Department of Housing and Construction

Department overview
- Formed: 5 December 1978
- Preceding Department: Department of Construction Department of Environment, Housing and Community Development;
- Dissolved: 7 May 1982
- Superseding Department: Department of Social Security (Australia) Department of Industry and Commerce (II) Department of Transport and Construction;
- Jurisdiction: Commonwealth of Australia
- Ministers responsible: Ray Groom, Minister (1978–1980); Tom McVeigh, Minister (1980–1982);
- Department executives: George Warwick Smith, Secretary (1978–1980); Collin Freeland; Secretary (1980–1982);

= Department of Housing and Construction (1978–1982) =

Former Australian government department (1978–1982)

The Department of Housing and Construction was an Australian government department that existed between December 1978 and May 1982.

==Scope==
Information about the department's functions and government funding allocation could be found in the Administrative Arrangements Orders, the annual Portfolio Budget Statements and in the Department's annual reports.

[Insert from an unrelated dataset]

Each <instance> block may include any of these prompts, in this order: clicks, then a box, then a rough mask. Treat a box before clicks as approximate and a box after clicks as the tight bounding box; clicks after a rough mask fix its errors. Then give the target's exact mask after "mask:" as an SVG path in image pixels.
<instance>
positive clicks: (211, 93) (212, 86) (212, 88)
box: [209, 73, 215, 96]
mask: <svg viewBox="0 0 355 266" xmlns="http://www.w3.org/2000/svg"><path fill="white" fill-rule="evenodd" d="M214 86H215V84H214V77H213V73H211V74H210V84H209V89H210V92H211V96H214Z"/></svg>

The functions of the Department at its creation were:
- Planning, execution and maintenance of Commonwealth Government Works
- Housing
- Building industry
- Design and maintenance of furniture, furnishings and fittings for the Commonwealth Government

==Structure==
The Department was a Commonwealth Public Service department, staffed by officials who were responsible to the Minister for Housing and Construction.